The Old Church

The old sanctuary of Meritxell was repaired in 1994


The ‘Old Sanctuary’ (Romanesque style) was destroyed by a fire in 1972

The `Old church’ or `old sanctuary’ is a chapel dedicated to Saint Mary of Meritxell. It is a building of Romanesque origin erected at some moment before the second half of the 12th century. Only a few elements have been preserved from the old Romanesque building: the west wall that has been integrated inside one of the sidewalls of the baroque building. Also the foundations of the apse have been preserved and were discovered during the archaeological excavations of 1991. During the excavation were also found the south porch and the floor plant of the Romanesque building.

These remains are enough to imagine a simple structure and of reduced dimensions. It was designed of popular style: humble temple of a single ship reinforced by a semicircular apse.

The decoration of the inner walls would probably evoke the religious subjects of those days.


Around 1658 a new reconstruction took place and as a result they got almost a new church of baroque style. It was a larger construction and it looked almost as it is today, except for the rear which was altered in the 19th century when a small chamber was built behind the altar and the interior was decorated with murals. An addition was made to this new church of larger dimensions, a bell tower of double eye bell gable. Starting from this new reconstruction, the interior was decorated with new altarpieces. They were larger, artistically richer and more elaborated, according to the baroque style.
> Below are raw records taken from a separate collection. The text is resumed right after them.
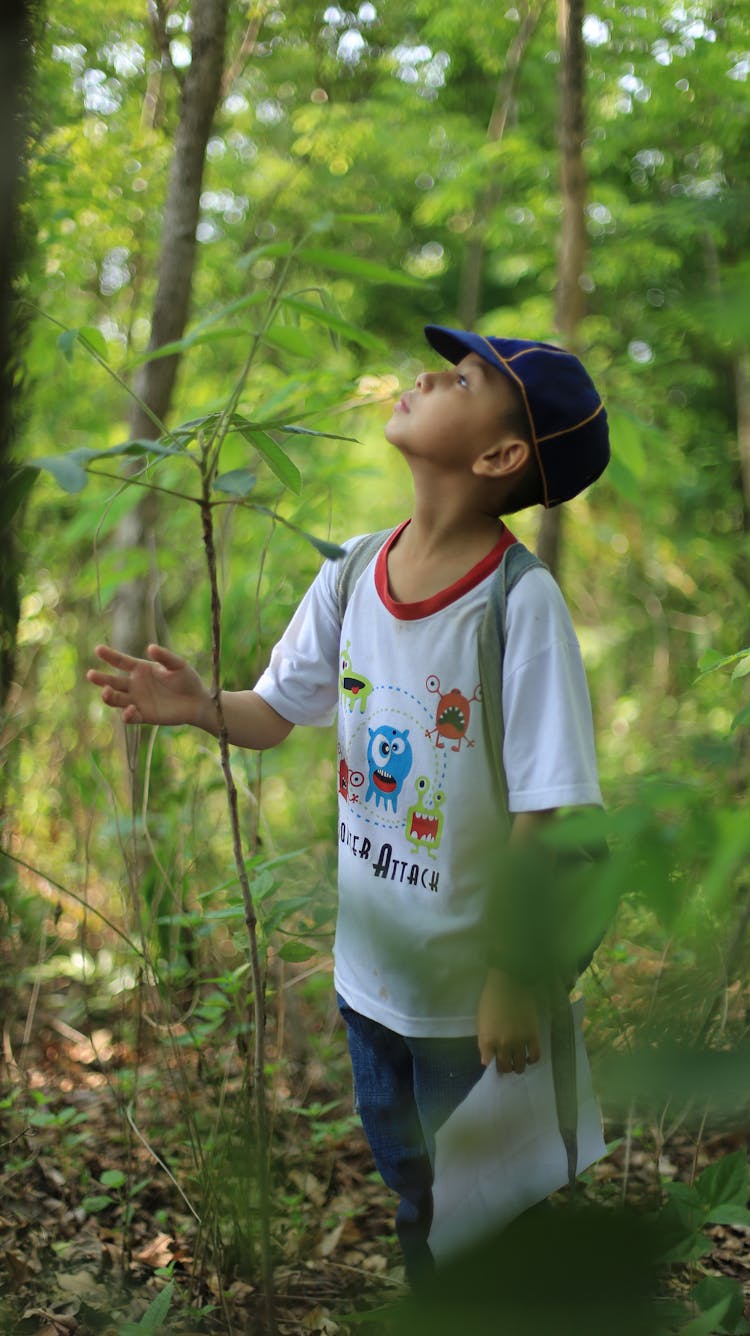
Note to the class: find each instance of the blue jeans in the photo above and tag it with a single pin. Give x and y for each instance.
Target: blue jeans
(405, 1089)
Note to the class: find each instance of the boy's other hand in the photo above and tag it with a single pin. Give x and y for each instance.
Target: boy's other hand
(507, 1024)
(159, 690)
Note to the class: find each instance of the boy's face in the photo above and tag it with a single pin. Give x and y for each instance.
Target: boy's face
(452, 416)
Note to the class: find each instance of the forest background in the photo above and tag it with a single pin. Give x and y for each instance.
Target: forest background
(278, 201)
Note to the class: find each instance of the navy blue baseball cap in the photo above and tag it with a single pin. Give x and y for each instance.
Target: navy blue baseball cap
(566, 416)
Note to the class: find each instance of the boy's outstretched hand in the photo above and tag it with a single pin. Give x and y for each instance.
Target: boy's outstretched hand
(507, 1024)
(159, 690)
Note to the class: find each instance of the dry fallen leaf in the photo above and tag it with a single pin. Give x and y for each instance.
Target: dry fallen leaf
(158, 1253)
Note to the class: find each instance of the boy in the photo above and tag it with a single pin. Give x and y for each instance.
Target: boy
(506, 425)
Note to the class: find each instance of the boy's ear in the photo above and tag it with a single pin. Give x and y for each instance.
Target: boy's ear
(503, 460)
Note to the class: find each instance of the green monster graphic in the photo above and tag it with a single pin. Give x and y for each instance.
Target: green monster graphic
(424, 823)
(353, 687)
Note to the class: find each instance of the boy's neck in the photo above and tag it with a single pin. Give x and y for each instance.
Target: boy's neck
(440, 545)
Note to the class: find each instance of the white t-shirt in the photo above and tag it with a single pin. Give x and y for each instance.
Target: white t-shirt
(416, 795)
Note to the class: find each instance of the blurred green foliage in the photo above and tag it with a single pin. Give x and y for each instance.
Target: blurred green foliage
(366, 134)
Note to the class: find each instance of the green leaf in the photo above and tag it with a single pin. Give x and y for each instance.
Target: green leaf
(143, 446)
(742, 668)
(67, 342)
(237, 482)
(725, 1181)
(277, 460)
(296, 951)
(336, 323)
(711, 660)
(741, 719)
(112, 1179)
(66, 470)
(309, 430)
(18, 489)
(731, 1213)
(94, 340)
(332, 551)
(341, 263)
(273, 250)
(713, 1289)
(154, 1317)
(289, 340)
(707, 1321)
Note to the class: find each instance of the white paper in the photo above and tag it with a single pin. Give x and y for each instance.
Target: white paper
(500, 1152)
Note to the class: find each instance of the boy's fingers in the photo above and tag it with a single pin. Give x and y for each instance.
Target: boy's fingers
(115, 657)
(104, 679)
(165, 657)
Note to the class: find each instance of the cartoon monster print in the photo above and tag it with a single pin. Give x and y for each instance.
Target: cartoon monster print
(389, 756)
(424, 820)
(349, 780)
(353, 687)
(453, 712)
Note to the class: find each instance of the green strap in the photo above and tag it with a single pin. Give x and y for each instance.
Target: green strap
(354, 564)
(491, 648)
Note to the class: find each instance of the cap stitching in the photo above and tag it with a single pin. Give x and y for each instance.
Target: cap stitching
(572, 428)
(528, 413)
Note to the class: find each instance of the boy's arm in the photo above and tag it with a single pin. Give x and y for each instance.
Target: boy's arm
(165, 690)
(507, 1016)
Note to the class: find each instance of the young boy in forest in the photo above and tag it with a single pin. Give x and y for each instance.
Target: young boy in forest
(427, 1002)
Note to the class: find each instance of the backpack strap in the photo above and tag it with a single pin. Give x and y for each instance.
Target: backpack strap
(492, 637)
(354, 563)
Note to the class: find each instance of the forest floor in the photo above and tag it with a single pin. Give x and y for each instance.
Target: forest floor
(94, 1228)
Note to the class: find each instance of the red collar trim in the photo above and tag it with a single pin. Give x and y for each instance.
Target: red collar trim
(415, 611)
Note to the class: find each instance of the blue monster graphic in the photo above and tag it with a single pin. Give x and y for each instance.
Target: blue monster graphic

The increase of the veneration from the faithful towards the Virgin of Meritxell, was the germ of the new change in the church structure (19th century). A new chapel was included so the image of the Virgin would be more welcoming to the Andorran people and the devotee. In 1866, the painter Josep Oromí, decorated the inner walls of the building using the ‘horror bacui’ style. The decoration was based on architectonic figurations and curtain like elements.

The night of the 8th to the 9th of September 1972 a fire destroyed the church almost entirely, including original documents of the sanctuary. Along with these documents, all the images and altarpieces that decorated the interior of this temple were lost, including the Romanesque wooden carving of the Virgin of Meritxell. The remains that stood still were used in the reconstruction of 1994. The chapel of Santa Maria de Meritxell has become the framework of the permanent exhibit `Meritxell Memory’.

The building that we can visit today has a rectangular floor plant, apse of square floor plant, gabled roof, bell gable tower and porch leaned to the South wall.

Old church after the fire


The fire of the Sanctuary of Meritxell, (night of the 8th to the 9th of September 1972) destroyed the building and everything what contained. The town, shocked by the ordeal, reacted immediately to the disaster, declaring its pain. At that time, everyone was talking about the catastrophe, the loss of Andorran personality and about the destruction of the patrimony.

In 1974, the Architecture studio of Ricardo Bofill presented the project of the new sanctuary that was inaugurated in 1976. The economic crisis, politics and the popular initial opposition made that the initial project was not fully executed. The new construction tries to synthesize and to combine the Romanesque forms and ruins of the old sanctuary with other architectonic elements (Renaissance and Islamic art).

The process of rehabilitation of the old or old sanctuary of Meritxell began 20 years after the fire. It ended in 1994 with the accomplishment of the commemorative `Meritxell Memory’ Exhibition Hall, which can be visited at the present time.


The beginning of this exhibit takes the visitor underneath a flowery ‘escaramujo’ (wild rose bush). This is a main character that, according to the legend, protected the image of the Virgin of Meritxell in January.

Once in the interior, different display cabinets, inspired by the forms of the altarpieces, serve as frame to explain the town, the history, the patronage and the fire of Meritxell. Simultaneously, the pieces more representative that survived the fire are also part of the exhibit.

In the background there are several pictures that show important moments lived in the sanctuary.